Valuation de-rating for planters to be expected... Given the increasingly profound risk-off environment and escalating uncertainties surrounding: (i) demand from China due to COVID-19, (ii) implementation of biodiesel mandates owing to lower crude oil prices, and (iii) industry policies due to the shift in Malaysia’s political scene, further valuation de-rating for planters is to be expected. As a result, we adjusted ascribed valuations of our planters (from -0.5SD against mean) to -1.0SD from mean (refer to Exhibit 7). In-line with our valuation de-rating across the board, planters’ TPs have been reduced by 1-30% and we now have 9 OUTPERFORM calls, 3 MARKET PERFORM calls, and 1 UNDERPERFORM call (refer to Exhibit 7 for more details). We see a window of opportunity here for investors to bottom fish given that some planters are currently traded (report cut-off date: 20 Mar 2020) at -2.0SD valuation level, which is even lower than the -1.0SD to -1.5SD levels recorded during the period (2018-2019) when CPO prices were at RM1,800-2,000/MT. Note that YTD20 average CPO price stands at c.RM2,700/MT. Expected improvement in ROEs (see Exhibit 6) for planters also reinforces our case.

... but not all doom and gloom – 1QCY20 earnings (May 2020 reporting season) are expected to improve. After a decent improvement in 4QCY19 earnings, we expect to see planters record sequential earnings improvements in 1QCY20 from higher average CPO prices. Although we are cognisant of the recent fall in CPO prices, it remains a fact that QTD-1QCY20 CPO price (RM2,703/MT) is nonetheless 9% higher when compared to RM2,491/MT for 4QCY19. From our checks, we gathered that most of the planters have done minimal forward selling, allowing them to capitalize on the CPO price rally.

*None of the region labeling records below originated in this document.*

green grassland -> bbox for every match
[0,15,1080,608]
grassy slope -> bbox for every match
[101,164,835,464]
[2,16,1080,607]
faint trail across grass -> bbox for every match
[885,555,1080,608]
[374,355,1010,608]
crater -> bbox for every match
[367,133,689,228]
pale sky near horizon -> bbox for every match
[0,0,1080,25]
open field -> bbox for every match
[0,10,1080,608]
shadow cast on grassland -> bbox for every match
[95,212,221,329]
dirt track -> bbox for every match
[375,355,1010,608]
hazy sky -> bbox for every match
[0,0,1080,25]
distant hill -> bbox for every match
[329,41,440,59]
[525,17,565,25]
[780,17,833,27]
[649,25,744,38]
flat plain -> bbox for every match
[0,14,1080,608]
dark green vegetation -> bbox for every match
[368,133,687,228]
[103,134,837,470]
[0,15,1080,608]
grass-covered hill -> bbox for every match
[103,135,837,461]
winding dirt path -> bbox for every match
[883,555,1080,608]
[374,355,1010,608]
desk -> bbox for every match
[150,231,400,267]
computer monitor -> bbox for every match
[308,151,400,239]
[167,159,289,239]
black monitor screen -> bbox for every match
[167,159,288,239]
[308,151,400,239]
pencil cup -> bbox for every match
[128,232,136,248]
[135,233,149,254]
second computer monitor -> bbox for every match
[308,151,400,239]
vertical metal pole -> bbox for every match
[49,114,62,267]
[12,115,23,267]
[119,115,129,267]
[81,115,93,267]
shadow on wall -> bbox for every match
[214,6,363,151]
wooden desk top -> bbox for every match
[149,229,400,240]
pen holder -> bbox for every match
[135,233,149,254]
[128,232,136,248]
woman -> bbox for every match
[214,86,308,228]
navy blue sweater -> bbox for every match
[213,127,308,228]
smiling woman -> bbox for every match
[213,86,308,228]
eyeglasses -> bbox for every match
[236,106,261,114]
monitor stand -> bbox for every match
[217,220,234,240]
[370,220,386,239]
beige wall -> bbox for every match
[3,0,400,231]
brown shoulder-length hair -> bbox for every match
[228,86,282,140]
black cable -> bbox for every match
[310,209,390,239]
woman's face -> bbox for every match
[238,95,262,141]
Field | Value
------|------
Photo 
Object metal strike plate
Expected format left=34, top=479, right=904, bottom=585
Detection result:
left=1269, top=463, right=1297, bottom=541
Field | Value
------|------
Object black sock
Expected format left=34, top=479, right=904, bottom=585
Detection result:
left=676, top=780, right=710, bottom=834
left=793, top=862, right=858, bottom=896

Possibility that drag on production could yet be over. We find it hard to completely rule out the possibility of a re-emergence of the adverse impact on production (from the dry weather, lower fertiliser application and new planting activities) in 2HCY20 as palm tree stress returns after a period of relief. On a separate note, researchers from Justus Liebig University Giessen, the Potsdam Institute for Climate Impact Research, and Bar-Ilan University (whose climate model allegedly predicted the last two El Niño events in 2014 and 2018) have predicted an 80% probability of El Niño returning in late-2020. Although this remains merely a possibility, in the event that the climate model prediction proves true, we could yet again be looking at supply contraction in 2021. In such case, we believe it is not a far cry to construe that CPO prices could react and revisit the highs of RM3,000/MT.

Stay NEUTRAL on the plantation sector on grounds that CPO supply-demand tightness remains relatively intact. Despite the recent fall in CPO price, our CY2020 CPO price forecast of RM2,550/MT remains. Our in-house economist and Oil & Gas analyst forecast crude oil to average USD40/brl in 2020, inferring a colossal recovery (+48%). In the same way CPO price plummeted >RM200/MT (c.10%) in a single day following crude oil’s nosedive (>30%), we anticipate CPO price and other vegetable oils to track crude oil’s expected recovery. Additionally, the soybean oil-palm oil (SBO-CPO) average spread in Mar-20 (MTD) has widened to USD45/MT (vs. a mere USD5/MT in Jan-20), which should lend support to CPO price and affirms us that CPO’s competitive edge against its rival oils is returning. For investors seeking exposure to the plantation sector, we recommend taking positions in bashed down names like HSPLANT (OP; TP: RM1.65) and KLK (OP; TP: RM21.30), both being traded at near -2.0SD valuation level.